The berserker was full of blood.
Or he had been, before she’d gone a little crazy beneath his rage and his addiction and had nearly drained him.
He lay beside her, still and pale, one arm flung over her belly.
She didn’t care.
The berserker could take it.
She smiled, or meant to. “Thank you.”
His finger twitched against her skin and she knew he heard her. And as soon as she could force herself from the near coma of bliss and begin to worry again, she’d feed him.
Now, she could deal with Llodra, and with the possibility that her father was alive and well and knew who the fuck she was.
Could deal with the dead RISC workers.
Maybe she could even deal with Z and Levi.
She could deal with life.
Curled against the berserker, she slept.
And in her dreams, Nicolas Llodra told her how to find him.
Not deliberately, but she saw his secrets.
When she jerked awake and sat up, gasping, Strad didn’t move. She pushed the dream of Llodra away and opened a vein for the berserker, forcing blood back into his drained body.
“Strad,” she demanded. “Now you come back to me.”
She’d taken too much. She’d done the very thing she’d been terrified of doing, and had hurt him.
“You can’t hurt me, Rune. Not that way.”
But she could. She had.
Fuck.
“Strad,” she whispered, as she fed him. His mouth had begun to move, to suck at her wrist, to take the medicine he needed to live. “I think I know how to find Llodra.” She hesitated. It didn’t matter that he might not hear her. She’d just needed to say the words aloud. To admit that she…
She was of the dead.
“You do not fully realize your power, do you? There is a chance you would pull out the secrets inside you and give me what I so deserve.”
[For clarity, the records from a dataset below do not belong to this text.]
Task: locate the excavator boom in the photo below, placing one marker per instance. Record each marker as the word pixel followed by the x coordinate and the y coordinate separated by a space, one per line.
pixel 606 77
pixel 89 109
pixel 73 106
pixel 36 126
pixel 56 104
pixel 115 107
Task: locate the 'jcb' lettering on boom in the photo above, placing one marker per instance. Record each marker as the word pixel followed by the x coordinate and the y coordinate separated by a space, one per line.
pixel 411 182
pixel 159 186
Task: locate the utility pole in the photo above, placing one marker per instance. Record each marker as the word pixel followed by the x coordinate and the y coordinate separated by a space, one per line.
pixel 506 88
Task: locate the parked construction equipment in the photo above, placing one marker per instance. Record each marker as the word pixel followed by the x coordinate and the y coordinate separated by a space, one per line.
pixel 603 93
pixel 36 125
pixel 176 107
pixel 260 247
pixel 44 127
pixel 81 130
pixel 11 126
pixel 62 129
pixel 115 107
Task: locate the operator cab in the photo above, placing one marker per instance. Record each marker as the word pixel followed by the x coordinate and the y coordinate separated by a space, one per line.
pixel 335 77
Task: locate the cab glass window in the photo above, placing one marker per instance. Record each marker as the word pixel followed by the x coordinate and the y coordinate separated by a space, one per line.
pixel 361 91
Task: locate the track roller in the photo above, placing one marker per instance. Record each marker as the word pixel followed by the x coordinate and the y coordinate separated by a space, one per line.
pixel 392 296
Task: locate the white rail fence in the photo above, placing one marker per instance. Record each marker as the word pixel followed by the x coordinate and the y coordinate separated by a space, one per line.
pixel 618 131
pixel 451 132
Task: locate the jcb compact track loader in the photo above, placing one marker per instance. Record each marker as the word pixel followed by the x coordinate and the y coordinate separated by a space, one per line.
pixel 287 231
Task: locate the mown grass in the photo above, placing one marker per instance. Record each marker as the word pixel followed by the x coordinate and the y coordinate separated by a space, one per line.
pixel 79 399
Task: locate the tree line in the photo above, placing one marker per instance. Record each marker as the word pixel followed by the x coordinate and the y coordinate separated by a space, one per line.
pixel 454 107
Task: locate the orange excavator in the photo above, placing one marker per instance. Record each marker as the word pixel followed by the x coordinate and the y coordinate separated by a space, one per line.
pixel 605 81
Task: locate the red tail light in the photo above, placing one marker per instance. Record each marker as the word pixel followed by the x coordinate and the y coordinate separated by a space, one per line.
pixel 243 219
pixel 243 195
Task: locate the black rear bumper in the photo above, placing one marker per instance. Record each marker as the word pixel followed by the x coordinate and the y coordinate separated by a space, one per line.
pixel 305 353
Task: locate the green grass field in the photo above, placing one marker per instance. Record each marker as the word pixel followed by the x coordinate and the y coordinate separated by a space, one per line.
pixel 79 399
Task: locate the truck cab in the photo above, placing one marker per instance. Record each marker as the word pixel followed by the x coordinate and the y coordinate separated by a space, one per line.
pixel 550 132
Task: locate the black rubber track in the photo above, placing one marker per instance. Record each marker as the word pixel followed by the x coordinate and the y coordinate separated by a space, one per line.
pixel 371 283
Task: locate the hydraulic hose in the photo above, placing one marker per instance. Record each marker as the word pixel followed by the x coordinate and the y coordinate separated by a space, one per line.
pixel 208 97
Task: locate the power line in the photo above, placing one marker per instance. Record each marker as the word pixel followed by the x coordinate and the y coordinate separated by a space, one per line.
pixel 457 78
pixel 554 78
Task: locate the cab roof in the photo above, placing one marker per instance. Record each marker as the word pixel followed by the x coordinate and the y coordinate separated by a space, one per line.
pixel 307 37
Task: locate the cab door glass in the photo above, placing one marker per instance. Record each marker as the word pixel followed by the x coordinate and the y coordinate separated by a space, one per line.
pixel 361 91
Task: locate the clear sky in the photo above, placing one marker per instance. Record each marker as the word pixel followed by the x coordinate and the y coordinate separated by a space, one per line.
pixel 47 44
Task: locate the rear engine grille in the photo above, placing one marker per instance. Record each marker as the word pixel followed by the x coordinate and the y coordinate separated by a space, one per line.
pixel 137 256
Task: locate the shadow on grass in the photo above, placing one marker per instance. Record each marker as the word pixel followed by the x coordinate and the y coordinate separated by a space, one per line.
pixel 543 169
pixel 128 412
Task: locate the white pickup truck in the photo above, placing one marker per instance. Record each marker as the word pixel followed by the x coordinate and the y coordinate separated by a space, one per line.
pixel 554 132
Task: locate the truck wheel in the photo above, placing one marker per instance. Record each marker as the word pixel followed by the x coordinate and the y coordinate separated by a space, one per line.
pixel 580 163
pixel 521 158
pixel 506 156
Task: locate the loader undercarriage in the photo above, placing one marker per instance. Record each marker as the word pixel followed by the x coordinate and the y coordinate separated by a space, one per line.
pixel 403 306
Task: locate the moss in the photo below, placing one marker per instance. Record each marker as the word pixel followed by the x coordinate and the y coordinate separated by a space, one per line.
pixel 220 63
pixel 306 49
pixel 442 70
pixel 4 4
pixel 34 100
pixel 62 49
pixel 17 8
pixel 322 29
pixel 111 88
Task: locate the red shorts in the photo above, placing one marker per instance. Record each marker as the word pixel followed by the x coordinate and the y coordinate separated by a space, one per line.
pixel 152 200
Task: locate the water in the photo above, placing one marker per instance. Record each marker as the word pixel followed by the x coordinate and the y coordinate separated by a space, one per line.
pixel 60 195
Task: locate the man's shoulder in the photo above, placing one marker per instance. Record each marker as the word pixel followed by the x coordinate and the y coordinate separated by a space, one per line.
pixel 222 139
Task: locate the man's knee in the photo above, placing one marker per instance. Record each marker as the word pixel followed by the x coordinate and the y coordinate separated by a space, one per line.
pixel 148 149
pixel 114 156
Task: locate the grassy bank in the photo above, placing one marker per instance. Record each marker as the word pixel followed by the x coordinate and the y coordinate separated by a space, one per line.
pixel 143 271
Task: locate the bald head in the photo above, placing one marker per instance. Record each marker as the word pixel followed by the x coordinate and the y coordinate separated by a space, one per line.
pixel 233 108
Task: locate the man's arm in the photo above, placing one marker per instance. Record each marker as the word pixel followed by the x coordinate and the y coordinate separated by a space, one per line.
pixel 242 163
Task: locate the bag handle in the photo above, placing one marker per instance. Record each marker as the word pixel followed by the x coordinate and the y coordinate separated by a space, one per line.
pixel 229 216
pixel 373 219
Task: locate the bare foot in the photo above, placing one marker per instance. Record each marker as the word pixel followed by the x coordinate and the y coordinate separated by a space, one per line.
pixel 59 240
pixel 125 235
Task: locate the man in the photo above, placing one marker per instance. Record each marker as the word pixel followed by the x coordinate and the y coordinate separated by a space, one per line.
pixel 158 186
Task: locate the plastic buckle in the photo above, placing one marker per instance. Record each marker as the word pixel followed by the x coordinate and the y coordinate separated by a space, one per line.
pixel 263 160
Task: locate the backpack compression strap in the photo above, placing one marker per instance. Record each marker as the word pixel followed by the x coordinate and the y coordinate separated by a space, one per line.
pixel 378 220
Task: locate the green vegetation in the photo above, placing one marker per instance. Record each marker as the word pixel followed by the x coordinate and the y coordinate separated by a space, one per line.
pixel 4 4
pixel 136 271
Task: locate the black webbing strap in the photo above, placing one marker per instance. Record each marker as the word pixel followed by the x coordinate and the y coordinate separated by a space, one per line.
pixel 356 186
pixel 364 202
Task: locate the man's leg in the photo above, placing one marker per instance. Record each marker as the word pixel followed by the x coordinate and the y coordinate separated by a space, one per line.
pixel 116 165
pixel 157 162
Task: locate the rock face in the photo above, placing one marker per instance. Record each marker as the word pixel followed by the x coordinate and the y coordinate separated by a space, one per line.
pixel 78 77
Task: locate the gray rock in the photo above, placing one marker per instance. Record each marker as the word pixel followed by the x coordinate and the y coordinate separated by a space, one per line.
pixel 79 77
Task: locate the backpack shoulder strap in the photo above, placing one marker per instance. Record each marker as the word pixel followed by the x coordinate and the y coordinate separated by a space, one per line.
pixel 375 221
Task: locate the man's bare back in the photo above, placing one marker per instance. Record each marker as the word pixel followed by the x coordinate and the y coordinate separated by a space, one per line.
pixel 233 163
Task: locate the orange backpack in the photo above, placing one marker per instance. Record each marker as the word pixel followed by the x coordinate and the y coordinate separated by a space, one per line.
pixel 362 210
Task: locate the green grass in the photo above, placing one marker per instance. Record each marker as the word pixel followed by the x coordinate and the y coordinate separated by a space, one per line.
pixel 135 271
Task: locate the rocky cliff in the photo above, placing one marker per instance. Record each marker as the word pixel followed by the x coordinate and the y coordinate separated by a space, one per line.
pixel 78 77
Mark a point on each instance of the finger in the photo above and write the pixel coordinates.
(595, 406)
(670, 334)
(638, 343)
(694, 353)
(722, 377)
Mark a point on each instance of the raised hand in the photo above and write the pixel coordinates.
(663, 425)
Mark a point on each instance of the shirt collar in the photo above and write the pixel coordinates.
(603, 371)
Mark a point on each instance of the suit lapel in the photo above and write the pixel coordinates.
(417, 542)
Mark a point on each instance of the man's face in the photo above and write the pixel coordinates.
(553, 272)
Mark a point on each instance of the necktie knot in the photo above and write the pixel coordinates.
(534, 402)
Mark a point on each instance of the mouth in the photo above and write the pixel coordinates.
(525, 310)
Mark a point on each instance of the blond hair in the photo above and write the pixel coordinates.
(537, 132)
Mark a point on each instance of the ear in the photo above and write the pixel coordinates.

She shivered as she remembered Llodra’s words. Her blood brought Strad back from the brink, and at her shiver, he opened his swollen eyes.
Everything that had happened—feeding from the witch, her bites from the zombies, the forced exchange of blood from Llodra, bringing back her boys…
All of it had changed her. She’d known it would.
She hadn’t realized what bringing back Levi and Z had actually meant.
But she was terribly, terribly afraid she did now.
She was of the dead in ways she hadn’t comprehended.
That wasn’t what caused her the most distress. Because in her dreams, she’d discovered something else.
Something worse.
Her father. She knew her father.
He turned his face from her wrist. “You can find him?” His voice was rough and hoarse and barely there, but she heard him.
She squeezed her wrist to stop the bleeding, and shook her head. She wasn’t ready. Not yet. “I hurt you.”
“Yeah.” He tried for a wry smile. “I didn’t think you could. I was wrong.”
She stretched out on top of him and put her lips to his ear. “I’m so sorry.”
“No. It was the best thing I’ve ever gone through.” He ran a hand over her back. “I’m not afraid of hurting you anymore.”
“I told you.” The words rang with pride.
“Did it quit?” he asked quietly.
Quick tears sprang to her eyes and she pushed her lips against his throat, waiting for the spout of emotion to pass so she could speak. “You made it quit, Strad.”